Epigenomic “map” helps predict nerve cells’ ability to regenerate after injury

dorsal root ganglion

An Imperial-led study has provided new insights into the biological processes which determine nerve cells’ ability to regenerate after injury.

The study, published in Nature Neuroscience, sheds new light on why nerve cells found in our peripheral nervous system can regenerate following injury, whereas those found in our central nervous system (CNS) cannot. In mapping the biological processes that turn genes “on” and “off” (epigenetics), thereby enabling peripheral nerve cells to regenerate, the research identifies potential targets for boosting regeneration and recovery in the CNS. Using a machine learning approach, the findings also demonstrate how these specific epigenetic markers can be used to help predict regeneration following injury.

Previous research has shown that nerve cells’ ability to regenerate in the peripheral nervous system partly depends on the activation of gene transcription. This important process, which leads to the synthesis of new proteins, is in turn affected by the extent to which chromatin – a mass of genetic material composed of DNA and proteins – is compacted in cells. When chromatin is densely packed, genes are sealed off from the molecular mechanisms that activate the transcription process.

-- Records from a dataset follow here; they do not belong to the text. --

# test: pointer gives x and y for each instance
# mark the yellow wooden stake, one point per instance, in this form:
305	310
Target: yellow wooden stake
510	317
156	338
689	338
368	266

In this study, researchers from the Di Giovanni Lab at Imperial set out to understand the different biological processes that regulate chromatin compaction. The team focussed their analysis on a specific network of nerve cells known as dorsal root ganglia, which are found in both the central and peripheral nervous system. This allowed the team to compare which molecular events were, or were not, being triggered at either site following an injury to nerve cells.

The results of the study confirm that chromatin plays a crucial role in nerve cells’ ability to regenerate after injury. The team observed that, following injury in the peripheral nervous system, chromatin is “open” and allows gene transcription to take place, which subsequently leads to regeneration. Conversely, in the CNS, chromatin is in a “locked” state after injury. The researchers found that this difference was underpinned by the presence of specific epigenomic “flags”, which could be seen in the chromatin of nerve cells following injury to the peripheral nervous system, making it less compact. By contrast, these flags were missing in nerve cells observed in the CNS after injury. The team also developed machine-learning algorithms which demonstrated that the epigenetic markers go some way to predict changes in gene expression following nerve cell injury and, in turn, the nerve cells’ ability to regenerate.

Commenting on the wider implications of the study, first author Dr Ilaria Palmisano, Research Associate at Imperial’s Division of Neuroscience in the Department of Brain Sciences, said: “This study reveals that if we want to promote axonal regeneration, we need to find tools to ‘open’ the chromatin, in order to promote the activation of gene expression required for successful regeneration.”

“In our study, we have identified the specific genomic locations where we should make this happen. We have proposed some chromatin regulators that we might activate in the future to achieve this goal. The limitations of this study are that it fails to address the heterogeneity of the cellular response to injury at the single cell level. This is an important aspect to consider because, since the nervous system exchanges information across a complex heterogeneous cellular network, successful regeneration requires the integration of the molecular responses to injury by multiple cells to orchestrate the regenerative events.”